The firm was hit particularly hard by the demise of Toys R Us, one of its largest customers. The bankruptcy forced Character to warn last year that results for the year ending August 2018 would be “significantly lower than market expectations” following the loss of income from the UK’s largest brick and mortar toy store.
The Toys R Us demise is already having a significant impact on Character. Today, the company published its financial figures for the half year ended February, showing a 36% decline in operating profit and similar contraction in pre-tax profit. Basic earnings per share for the period fell 38% year-on-year, and after including the impact of adjustments on foreign currency derivative positions, basic earnings per share declined 92% year-on-year. Group net cash was £14.3m, down from the £18.6m reported at the end of the same period last year, but up from the £11.5m reported at the end of August 2017.
However, despite Character’s dismal performance during the first half, management is upbeat on the outlook for the rest of the year as the Toy R Us fallout dissipates.
“We continue to have great strength and depth across our brands and a wide range of long-term customers and suppliers,” the half-year update noted, continuing, “the directors remain optimistic that the business will see a return to its previous growth pattern during the second half of this financial year.“
Still, despite management’s optimism, I’m wary about Character’s outlook as the group has disappointed on growth several times in the past. With this being the case, even though the shares might look attractive today, trading at a forward P/E of 11 and supporting a dividend yield of 5.1%, I’m in no rush to buy the stock.
Slow and steady wins the race
On the other hand, I’m more optimistic about the outlook for financial services business Chesnara (LSE: CSN).
This is a holding company engaged in the management of life and pension books of businesses in the UK, a relatively stable and predictable industry.

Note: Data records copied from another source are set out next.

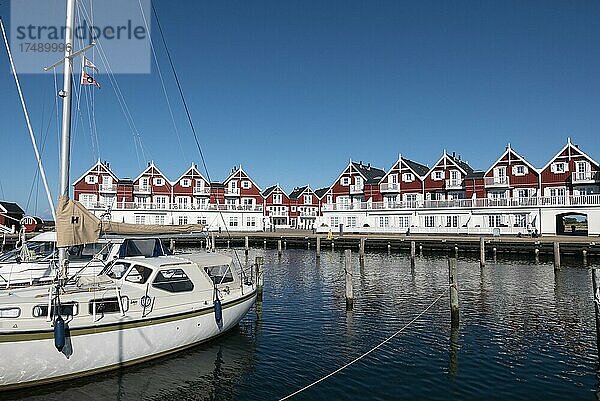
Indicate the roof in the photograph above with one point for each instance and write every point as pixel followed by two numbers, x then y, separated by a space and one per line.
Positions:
pixel 11 207
pixel 297 192
pixel 418 168
pixel 321 192
pixel 474 175
pixel 372 174
pixel 268 191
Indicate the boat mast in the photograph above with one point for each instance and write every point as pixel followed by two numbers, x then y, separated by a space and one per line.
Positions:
pixel 65 144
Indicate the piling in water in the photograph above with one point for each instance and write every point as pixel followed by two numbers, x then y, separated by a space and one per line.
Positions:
pixel 596 297
pixel 318 247
pixel 481 251
pixel 556 255
pixel 348 271
pixel 454 315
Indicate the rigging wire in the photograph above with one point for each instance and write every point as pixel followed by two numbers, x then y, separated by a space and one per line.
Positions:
pixel 189 117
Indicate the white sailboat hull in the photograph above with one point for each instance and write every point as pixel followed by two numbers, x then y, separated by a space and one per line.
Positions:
pixel 95 349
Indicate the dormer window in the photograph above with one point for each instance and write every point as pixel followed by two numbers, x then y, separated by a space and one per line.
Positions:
pixel 520 170
pixel 437 175
pixel 408 177
pixel 559 167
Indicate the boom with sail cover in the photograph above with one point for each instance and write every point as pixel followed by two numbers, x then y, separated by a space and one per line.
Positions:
pixel 75 225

The enterprise buys life insurance funds closed to new customers and then manages them to maximise profit for investors.
So far, Chesnara’s strategy has produced fantastic results. The dividend has grown at a steady rate of 3% per annum over the past five years and including the dividend, the shares have produced a total average annual return of around 16% per annum since 2012, smashing the FTSE 100 over the same period.
As the company continues to consolidate its position in the market, by buying up unwanted pension businesses, I believe that this performance is set to continue.
With this being the case, compared to struggling Character, which will remain at the mercy of consumer trends, Chesnara, with its more stable and predictable business model (as well as the long-term income stream from pension management) looks to be the better investment. The shares currently support a dividend yield of 5.1%.